Study finds diabetes is associated with a 25% reduction in concentration of tenofovir in blood spot samples, but what are the causes and consequences?

Diabetes is associated with a 25% reduction in concentrations of the key anti-HIV drug tenofovir, investigators from the United States reported in the online edition of the Journal of Acquired Immune Deficiency Syndromes. Dr Sarah Mann and her co-investigators at the University of Colorado examined tenofovir diphosphate concentrations in dried blood spots obtained from 523 people living with HIV. After taking into account a range of factors that can affect levels of anti-HIV drugs in the blood, such as adherence, they found that tenofovir concentrations were reduced by a quarter in people with diabetes mellitus compared to those without diabetes.

While suggesting that the difference may be because of how diabetes affects the way the body processes medicines, the researchers called for further studies to explain these findings. It is important to see if diabetes-related falls in antiretroviral drug levels increase the risk of higher viral loads, drug resistance and treatment failure.

“These findings reflect the need to expand our understanding of the biological, behavioral, and social characteristics that are associated with drug exposure in people living with HIV and at risk of HIV acquisition,” commented Dr Mann and her colleagues.

Dr Mann wanted to see if the presence of three potentially serious non-HIV-related conditions – diabetes mellitus, high blood pressure (hypertension) and increased blood lipids (hyperlipidaemia) – affected tenofovir concentrations in dried blood spots.

Measuring antiretroviral concentrations in dried blood spots is a good way of predicting outcomes such as viral suppression and resistance in people taking antiretrovirals.

Their study population consisted of 523 people living with HIV and taking a regimen that contains tenofovir disoproxil fumarate (TDF). These individuals received care between 2014 and 2017 and were followed for 48 weeks. Dried blood spots were obtained on three occasions during this period. At the same time, participants were asked to provide information on their adherence to their HIV treatment combination.

Forty one per cent of patients had at least one co-morbidity. The most common were hypertension (30%) and hyperlipidaemia (28%), followed by diabetes (6%). A total of 19 people (4%) had all three co-morbidities. Of the individuals with diabetes, 58% also had hypertension and hyperlipidaemia and only 18% had diabetes alone. Data was not collected about cardiovascular, kidney and liver disease, nor the severity of diabetes.

The average age was 45 years. Most of the participants (86%) were male, 58% were White, average CD4 cell count was 592 and the majority (88%) had a viral load below 200. Although 49% overall were taking a 'booster' drug, the figure increased to 64% for people with diabetes.

Initial analysis showed no overall association between co-morbidities and tenofovir dried blood spot concentrations.

However, when Dr Mann and her co-investigators performed a second analysis looking at drug concentrations according to specific illnesses, they found that people with diabetes had a statistically significant 25% reduction in tenofovir dried blood concentrations compared to participants without diabetes. Importantly, the researchers adjusted their results to take into account factors that can affect antiretroviral drug levels, such as age, body weight, gender, race, kidney function, anti-HIV drug classes and self-reported adherence.
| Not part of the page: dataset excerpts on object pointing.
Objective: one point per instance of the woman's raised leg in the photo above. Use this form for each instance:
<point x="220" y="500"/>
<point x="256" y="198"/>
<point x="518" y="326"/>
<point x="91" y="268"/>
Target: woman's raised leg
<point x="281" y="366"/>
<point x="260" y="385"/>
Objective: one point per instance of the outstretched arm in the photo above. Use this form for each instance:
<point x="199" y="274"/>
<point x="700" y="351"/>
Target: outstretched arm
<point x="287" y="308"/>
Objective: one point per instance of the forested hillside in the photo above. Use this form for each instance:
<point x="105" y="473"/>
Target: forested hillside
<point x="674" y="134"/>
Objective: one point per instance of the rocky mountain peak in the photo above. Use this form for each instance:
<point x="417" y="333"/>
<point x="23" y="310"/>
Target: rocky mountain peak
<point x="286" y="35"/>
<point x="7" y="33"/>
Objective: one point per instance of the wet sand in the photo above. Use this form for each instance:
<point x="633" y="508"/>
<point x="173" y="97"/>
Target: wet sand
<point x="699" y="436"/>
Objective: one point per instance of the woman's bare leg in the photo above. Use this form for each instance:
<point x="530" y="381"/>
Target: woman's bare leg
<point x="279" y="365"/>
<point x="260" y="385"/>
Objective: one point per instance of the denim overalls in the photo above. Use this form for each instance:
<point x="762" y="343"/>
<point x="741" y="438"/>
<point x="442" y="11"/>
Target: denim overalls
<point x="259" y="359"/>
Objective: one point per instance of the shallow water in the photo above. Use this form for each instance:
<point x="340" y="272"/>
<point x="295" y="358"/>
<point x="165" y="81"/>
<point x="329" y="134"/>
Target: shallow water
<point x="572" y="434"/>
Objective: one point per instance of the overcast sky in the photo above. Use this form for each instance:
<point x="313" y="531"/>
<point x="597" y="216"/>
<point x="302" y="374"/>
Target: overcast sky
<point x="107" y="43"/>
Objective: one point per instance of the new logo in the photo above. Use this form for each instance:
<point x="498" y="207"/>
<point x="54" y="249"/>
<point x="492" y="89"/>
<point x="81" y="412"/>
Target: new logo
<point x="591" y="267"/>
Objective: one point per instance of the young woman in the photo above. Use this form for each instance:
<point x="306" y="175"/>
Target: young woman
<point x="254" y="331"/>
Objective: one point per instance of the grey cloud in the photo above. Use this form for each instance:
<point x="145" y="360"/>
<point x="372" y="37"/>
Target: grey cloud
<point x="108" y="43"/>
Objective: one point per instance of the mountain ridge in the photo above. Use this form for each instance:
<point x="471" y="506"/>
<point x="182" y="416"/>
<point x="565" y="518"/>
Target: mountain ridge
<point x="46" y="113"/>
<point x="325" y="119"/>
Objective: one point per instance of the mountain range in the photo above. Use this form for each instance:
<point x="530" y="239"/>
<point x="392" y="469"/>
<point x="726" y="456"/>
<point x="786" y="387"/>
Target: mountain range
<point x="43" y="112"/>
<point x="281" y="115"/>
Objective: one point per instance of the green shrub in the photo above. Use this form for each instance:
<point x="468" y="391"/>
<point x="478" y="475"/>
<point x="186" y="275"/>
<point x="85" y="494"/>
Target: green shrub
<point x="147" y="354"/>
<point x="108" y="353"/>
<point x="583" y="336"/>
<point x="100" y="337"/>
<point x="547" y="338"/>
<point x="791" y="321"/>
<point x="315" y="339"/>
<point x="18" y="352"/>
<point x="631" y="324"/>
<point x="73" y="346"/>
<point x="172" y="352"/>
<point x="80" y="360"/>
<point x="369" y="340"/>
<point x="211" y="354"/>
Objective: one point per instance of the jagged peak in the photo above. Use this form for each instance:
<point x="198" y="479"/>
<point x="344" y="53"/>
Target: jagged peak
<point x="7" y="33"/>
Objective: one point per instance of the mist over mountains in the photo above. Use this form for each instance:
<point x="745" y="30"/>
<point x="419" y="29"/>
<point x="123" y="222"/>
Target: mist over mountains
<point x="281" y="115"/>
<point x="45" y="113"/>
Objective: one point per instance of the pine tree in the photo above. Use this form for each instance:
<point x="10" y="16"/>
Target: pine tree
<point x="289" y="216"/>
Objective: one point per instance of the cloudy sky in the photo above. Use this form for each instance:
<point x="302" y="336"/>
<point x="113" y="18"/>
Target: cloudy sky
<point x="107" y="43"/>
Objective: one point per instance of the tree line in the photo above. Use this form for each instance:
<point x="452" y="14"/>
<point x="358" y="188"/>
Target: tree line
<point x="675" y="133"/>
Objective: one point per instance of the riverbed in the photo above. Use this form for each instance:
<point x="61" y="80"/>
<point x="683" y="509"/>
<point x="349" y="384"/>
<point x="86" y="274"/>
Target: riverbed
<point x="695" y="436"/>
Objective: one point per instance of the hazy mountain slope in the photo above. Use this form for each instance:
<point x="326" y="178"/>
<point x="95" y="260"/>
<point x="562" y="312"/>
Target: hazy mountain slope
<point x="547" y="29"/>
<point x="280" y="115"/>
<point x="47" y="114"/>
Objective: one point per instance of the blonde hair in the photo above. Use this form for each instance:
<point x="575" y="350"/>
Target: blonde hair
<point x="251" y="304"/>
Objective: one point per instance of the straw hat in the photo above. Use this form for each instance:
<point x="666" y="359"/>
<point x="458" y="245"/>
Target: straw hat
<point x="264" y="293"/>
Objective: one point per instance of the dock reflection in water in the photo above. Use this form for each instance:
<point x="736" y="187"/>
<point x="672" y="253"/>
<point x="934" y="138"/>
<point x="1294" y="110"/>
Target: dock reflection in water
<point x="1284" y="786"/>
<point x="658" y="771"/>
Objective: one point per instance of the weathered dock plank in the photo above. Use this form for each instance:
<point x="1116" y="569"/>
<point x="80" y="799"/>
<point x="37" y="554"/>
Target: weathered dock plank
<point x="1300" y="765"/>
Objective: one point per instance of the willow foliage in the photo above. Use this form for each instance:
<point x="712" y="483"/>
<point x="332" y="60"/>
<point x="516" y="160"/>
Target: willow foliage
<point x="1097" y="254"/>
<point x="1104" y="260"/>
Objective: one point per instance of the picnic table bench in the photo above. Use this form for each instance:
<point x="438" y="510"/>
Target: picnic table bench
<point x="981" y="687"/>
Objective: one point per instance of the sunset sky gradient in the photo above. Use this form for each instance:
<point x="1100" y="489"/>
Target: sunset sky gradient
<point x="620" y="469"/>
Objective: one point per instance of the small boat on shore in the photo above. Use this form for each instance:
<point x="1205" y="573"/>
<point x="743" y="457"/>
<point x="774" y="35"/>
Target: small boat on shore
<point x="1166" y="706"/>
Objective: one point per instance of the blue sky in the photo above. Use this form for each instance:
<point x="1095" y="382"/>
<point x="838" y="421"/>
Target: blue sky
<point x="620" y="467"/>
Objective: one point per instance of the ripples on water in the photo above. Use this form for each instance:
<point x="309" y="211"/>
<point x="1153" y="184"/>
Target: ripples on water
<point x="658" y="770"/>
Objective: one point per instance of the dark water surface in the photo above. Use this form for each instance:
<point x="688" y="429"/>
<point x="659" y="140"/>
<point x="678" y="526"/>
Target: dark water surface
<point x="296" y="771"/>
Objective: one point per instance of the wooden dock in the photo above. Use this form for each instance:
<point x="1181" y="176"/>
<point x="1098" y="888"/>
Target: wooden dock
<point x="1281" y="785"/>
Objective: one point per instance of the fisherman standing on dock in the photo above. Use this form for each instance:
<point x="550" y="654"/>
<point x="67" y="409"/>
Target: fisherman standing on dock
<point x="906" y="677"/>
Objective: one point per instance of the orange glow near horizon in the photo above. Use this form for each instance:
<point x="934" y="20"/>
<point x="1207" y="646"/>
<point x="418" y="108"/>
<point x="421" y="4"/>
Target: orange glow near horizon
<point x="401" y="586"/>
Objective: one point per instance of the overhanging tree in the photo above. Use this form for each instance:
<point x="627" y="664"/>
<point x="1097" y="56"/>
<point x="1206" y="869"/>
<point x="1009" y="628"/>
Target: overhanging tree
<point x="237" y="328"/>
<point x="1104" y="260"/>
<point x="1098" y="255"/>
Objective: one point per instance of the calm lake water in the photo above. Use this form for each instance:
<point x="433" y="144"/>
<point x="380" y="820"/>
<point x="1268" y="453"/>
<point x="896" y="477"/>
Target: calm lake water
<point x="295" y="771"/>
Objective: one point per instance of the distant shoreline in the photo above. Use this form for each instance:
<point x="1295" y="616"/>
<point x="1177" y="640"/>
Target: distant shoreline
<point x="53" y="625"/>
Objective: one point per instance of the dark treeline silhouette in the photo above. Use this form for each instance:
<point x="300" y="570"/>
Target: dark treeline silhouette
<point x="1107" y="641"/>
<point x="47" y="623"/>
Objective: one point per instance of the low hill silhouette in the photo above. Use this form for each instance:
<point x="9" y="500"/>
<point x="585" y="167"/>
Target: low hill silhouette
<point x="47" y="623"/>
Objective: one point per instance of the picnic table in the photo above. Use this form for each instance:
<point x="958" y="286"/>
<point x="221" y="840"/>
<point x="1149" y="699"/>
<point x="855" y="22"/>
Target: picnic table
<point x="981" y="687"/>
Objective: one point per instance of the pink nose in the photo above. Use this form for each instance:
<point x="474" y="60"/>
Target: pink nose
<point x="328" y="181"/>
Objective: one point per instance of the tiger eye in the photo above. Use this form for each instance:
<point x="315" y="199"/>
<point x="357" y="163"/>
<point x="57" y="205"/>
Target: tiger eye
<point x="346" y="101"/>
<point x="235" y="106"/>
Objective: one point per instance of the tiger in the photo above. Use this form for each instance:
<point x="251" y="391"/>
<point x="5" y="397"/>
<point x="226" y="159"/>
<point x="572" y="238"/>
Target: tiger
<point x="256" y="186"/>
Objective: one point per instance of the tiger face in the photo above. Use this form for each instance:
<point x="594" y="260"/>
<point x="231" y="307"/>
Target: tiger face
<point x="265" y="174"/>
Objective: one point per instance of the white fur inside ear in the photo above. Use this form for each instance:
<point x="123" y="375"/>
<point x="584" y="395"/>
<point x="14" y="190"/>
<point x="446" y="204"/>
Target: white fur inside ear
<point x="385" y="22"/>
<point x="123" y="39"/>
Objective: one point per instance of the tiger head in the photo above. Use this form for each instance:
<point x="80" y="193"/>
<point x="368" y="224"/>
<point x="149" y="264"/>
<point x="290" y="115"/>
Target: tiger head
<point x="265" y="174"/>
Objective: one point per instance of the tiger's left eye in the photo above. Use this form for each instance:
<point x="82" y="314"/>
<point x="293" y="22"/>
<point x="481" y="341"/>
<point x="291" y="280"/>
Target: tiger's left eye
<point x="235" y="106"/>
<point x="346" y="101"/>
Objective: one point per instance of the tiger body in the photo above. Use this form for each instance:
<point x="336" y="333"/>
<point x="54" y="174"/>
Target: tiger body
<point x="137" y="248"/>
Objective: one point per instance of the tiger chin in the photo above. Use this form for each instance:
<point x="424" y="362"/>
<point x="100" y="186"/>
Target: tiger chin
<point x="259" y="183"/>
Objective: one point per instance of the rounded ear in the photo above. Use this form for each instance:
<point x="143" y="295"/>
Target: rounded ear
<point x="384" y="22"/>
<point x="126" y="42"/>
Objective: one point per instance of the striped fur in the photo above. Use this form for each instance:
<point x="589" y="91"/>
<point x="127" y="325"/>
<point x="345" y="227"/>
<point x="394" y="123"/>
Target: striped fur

Even when the investigators took viral load into account, they found that drug concentrations were 21% lower among people with diabetes compared to those without (p = 0.003). Further adjustment for the presence of hypertension and hyperlipidaemia also showed a 25% (p < 0.001) reduction in tenofovir concentrations among those with diabetes.

When the authors restricted their analysis to individuals with a viral load below 20, they found that the presence of diabetes was associated with a 12% reduction in tenofovir dried blood spot concentrations, a reduction that was still statistically significant compared to people without diabetes (p = 0.047). Finally, the presence of diabetes remained associated with a 24% (p < 0.001) reduction when Dr Mann and her colleagues took into account the use of an antiretroviral booster.

Nonetheless, the rates of viral suppression were similar in people with or without diabetes.

It is already known that diabetes can alter the way the body processes some drugs. Reductions have been observed for some antibiotics and anti-tuberculosis therapies. Reasons for this include reduced drug absorption in the gut and alterations in the way the body distributes drugs around the body. Plasma proteins and enzyme levels, both important in drug processing and absorption, can also be adversely affected by diabetes. Impaired liver function and chronic inflammation could also have a role.

An alternative explanation for the findings could be a reduction in red blood cell half life, associated with diabetes, which by itself could explain the variations in tenofovir concentrations seen in the study.

“These potential explanatory mechanisms reflect the need for further in vitro [laboratory] and in vivo [human] research to elucidate the complexity of tenofovir absorption, cell loading and pharmacokinetics in patients with diabetes mellitus and other non-AIDS comorbidities,” wrote the authors.

Dr Mann and her colleagues also expressed concern about the potential clinical implications of lower antiretroviral drug concentrations related to diabetes.

“Future studies should consider if dose modifications of tenofovir (and potentially other drugs) might be necessary in people living with HIV and diabetes, or other comorbidities”.